Read all about her new record and what’s in store for Nite Jewel after her tour in our exclusive interview below. And be sure to download the Thrillcall app in order to enter for a chance to win tickets to her tour! See the list of tour dates below.
Thrillcall: Nite Jewel and Ramona Gonzalez are two separate characters, in a sense. Are the two personas discrete?
Ramona Gonzalez: Nite Jewel and myself share some characteristics in common but the project is also a vessel for me to express certain things that I wouldn’t necessarily say in my personal life. Like Nite Jewel and I have a tendency to be funny and sardonic and a little bit of a fierce bitch, but then on the other hand, what I don’t show personally is this other side, the vulnerable one. Nite Jewel, especially on this latest record, is sensual and feminine. Not normally how people would describe me in my daily life. I could see doing lots of other projects. There are so many sides to me that have yet to be revealed creatively.
TC: Real High is your fourth LP, but it has been gestating since 2012. Your last record, Liquid Cool, was in a similar predicament before its release last year. Could this mean that there are even more Nite Jewel demos to be dusted off for a future release?
RG: I actually have another album in a folder on my desktop that says “New Album LOL” because it is full of demos from around 2011-2012 that are in a completely different style than either Real High or Liquid Cool. I write a lot constantly. A lot of songs come to me in like an hour. So because of that I have a lot of backlog of music. Sometimes, in the case of Real High, I write an album over the course of a really long time (6 years!) and sometimes in the case of Liquid Cool or Good Evening, it comes to me in like a matter of months. It just really depends on the point of the album. Real High is a very emotional and personal record, so I had to take great care with it.
TC: Genres in general are difficult to assign to your music and you have been outspoken against the term ‘pop’ and other too-vague terms that the industry uses. Without using any genre terminology, how would you describe your music to someone who has never heard it?
RG: I don’t describe my work. The reason is this; whenever an artist makes something, it is like they are bringing something into existence. Frankenstein, however you want to think about it. They put the pieces together, sometimes successfully or unsuccessfully. But the term “I’ve created a monster” is just the point. Once you create something you have no power over how the thing will live out that existence or how people will perceive it. That is up to others.
TC: You mentioned in an interview with Drunken Werewolf that part of the reason for the delay was that the record felt “too maximal” for a Nite Jewel release.
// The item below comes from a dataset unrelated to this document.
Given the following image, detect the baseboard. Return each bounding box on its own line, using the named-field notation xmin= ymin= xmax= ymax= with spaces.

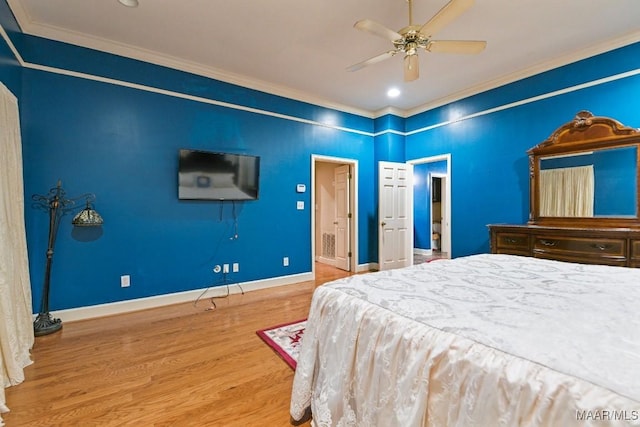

Can you explain what Nite Jewel’s sound is to you?
RG: Yes, I felt the production of the record when I previously finished it in 2013 was too overwrought, too many unnecessary layers and effects covering up for the fact that I didn’t know what I wanted. I think that minimalism is a strength, and it doesn’t mean that you have to only use 8 tracks but it can also mean (like you mentioned) perceived minimalism. I believe that minimalism sounds like confidence. And when the songs are there, you don’t need all 100 tracks of reverb muddying everything up.
TC: You are not an overtly political figure, though you consider all of your music to be political given who you are and how you choose to create. Do you think you’ll find yourself writing more directly about our current political landscape?
RG: I grew up in a very political household and community. My dad is a Mexican immigrant who fought in the Chicano resistance and my mother was born to communist Jews who were under investigation for their political activities by the FBI. I’m no stranger to political action. I am also no stranger to struggle as I grew up quite underprivileged. That being said, every bit of my existence is by definition a political action. As a woman, as a mixed-race person from a lower class background. But furthermore, I don’t think it is possible to live a non-normative life or make non-normative art. Someone is always saying something political with their work, whether they are making feel-good music from a place of privilege or overtly activist work from a place dissimilar to that. It all speaks to something. For worse or for better.